The performance of the methods in this multi-center MS dataset was moderate, but appeared to be robust even with new datasets from centers not included in training the automated methods.
在评估多发性硬化症(MS)患者时,对脑白质病变进行体内识别起着关键作用。已经开发出了自动病变分割方法来替代手动勾画,但缺乏其在多中心研究中的性能证据。在这项工作中,使用来自 MAGNIMS 研究小组(www.magnims.eu)的多中心 MS 数据集评估了五种研究领域的自动分割方法,该数据集包含手动病变分割作为参考的 2D FLAIR 和 3D T1 图像。使用五种算法生成自动病变分割:级联算法;Lesion Segmentation Toolbox(LST),同时使用病变生长算法(LGA)和病变预测算法(LPA);Lesion-Topology preserving Anatomical Segmentation(Lesion-TOADS);以及带组织类型先验的 k-Nearest Neighbor(kNN-TTP)。使用训练集(N=18)优化了主要软件参数,并在剩余的患者(N=52)上进行了正式测试。为了评估与参考分割的体积一致性,计算了组内相关系数(ICC)以及自动分割与参考分割之间的病变体积差异。使用相似性指数(SI)、假阳性(FP)体积和假阴性(FN)体积来检查空间一致性。所有分析均使用离开一个中心的设计重复进行,以排除训练阶段中感兴趣的中心,以评估该方法在“未见过”中心的性能。

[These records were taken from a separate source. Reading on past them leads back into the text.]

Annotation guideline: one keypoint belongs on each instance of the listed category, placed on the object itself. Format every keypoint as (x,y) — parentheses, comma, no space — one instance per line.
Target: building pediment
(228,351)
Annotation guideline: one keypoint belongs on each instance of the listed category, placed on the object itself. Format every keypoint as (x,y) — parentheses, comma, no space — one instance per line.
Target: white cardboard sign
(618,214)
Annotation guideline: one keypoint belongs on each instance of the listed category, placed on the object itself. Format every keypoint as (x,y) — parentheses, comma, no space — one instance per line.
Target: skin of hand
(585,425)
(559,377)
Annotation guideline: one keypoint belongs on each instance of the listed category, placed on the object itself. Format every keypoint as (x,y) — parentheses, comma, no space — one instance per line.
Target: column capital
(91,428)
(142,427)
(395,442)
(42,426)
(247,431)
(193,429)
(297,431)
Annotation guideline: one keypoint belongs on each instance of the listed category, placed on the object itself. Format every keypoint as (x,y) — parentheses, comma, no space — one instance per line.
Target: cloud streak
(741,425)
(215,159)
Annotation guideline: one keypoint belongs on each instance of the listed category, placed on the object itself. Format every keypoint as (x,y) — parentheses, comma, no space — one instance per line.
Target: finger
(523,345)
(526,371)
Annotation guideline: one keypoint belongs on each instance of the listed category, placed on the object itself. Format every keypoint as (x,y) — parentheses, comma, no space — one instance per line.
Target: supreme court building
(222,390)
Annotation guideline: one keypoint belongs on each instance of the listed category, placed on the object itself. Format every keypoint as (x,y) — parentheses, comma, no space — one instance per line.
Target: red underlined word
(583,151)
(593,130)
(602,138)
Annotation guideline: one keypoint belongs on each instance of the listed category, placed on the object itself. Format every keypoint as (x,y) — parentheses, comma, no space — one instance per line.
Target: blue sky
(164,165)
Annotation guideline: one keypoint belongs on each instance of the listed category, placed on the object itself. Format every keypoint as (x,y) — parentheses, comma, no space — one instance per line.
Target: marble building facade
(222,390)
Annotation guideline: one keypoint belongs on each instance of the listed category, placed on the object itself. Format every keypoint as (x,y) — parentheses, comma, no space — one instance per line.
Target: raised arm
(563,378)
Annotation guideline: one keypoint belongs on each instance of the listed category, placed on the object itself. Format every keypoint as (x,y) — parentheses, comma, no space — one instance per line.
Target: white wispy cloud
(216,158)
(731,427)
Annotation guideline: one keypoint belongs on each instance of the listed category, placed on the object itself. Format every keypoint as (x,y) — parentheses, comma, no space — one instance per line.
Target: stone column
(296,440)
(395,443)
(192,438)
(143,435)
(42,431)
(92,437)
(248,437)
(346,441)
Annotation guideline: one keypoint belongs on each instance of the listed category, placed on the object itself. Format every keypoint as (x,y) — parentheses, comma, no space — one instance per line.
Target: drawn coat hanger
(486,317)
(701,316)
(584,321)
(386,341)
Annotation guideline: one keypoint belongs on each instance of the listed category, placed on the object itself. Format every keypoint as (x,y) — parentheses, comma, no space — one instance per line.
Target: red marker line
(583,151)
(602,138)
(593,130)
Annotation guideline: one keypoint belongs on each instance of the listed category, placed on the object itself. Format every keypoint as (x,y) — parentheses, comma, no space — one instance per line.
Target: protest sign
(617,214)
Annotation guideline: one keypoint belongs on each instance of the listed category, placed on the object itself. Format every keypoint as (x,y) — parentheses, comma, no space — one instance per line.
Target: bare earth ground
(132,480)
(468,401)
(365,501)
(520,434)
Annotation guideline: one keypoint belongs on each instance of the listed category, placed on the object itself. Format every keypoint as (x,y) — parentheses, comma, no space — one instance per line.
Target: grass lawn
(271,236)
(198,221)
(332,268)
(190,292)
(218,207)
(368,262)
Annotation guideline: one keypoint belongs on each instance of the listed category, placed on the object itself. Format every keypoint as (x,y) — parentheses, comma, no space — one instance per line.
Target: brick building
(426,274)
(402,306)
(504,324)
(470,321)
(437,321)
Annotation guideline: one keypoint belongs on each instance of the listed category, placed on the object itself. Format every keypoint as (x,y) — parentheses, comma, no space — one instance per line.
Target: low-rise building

与参考平均病变体积(4.85±7.29 mL)相比,这些方法的平均差异分别为 1.60±4.83(级联)、2.31±7.66(LGA)、0.44±4.68(LPA)、1.76±4.17(Lesion-TOADS)和-1.39±4.10 mL(kNN-TTP)。ICC 分别为 0.755、0.713、0.851、0.806 和 0.723。与级联或 LGA 相比,LPA(SI=0.37±0.23)、Lesion-TOADS(SI=0.35±0.18)和 kNN-TTP(SI=0.44±0.14)的空间一致性更高。当在未用于软件参数优化的中心的数据上使用所有方法时,结果高度相似。
这些方法在多中心 MS 数据集上的性能中等,但即使使用来自未训练自动方法的中心的新数据集,其性能似乎也很稳健。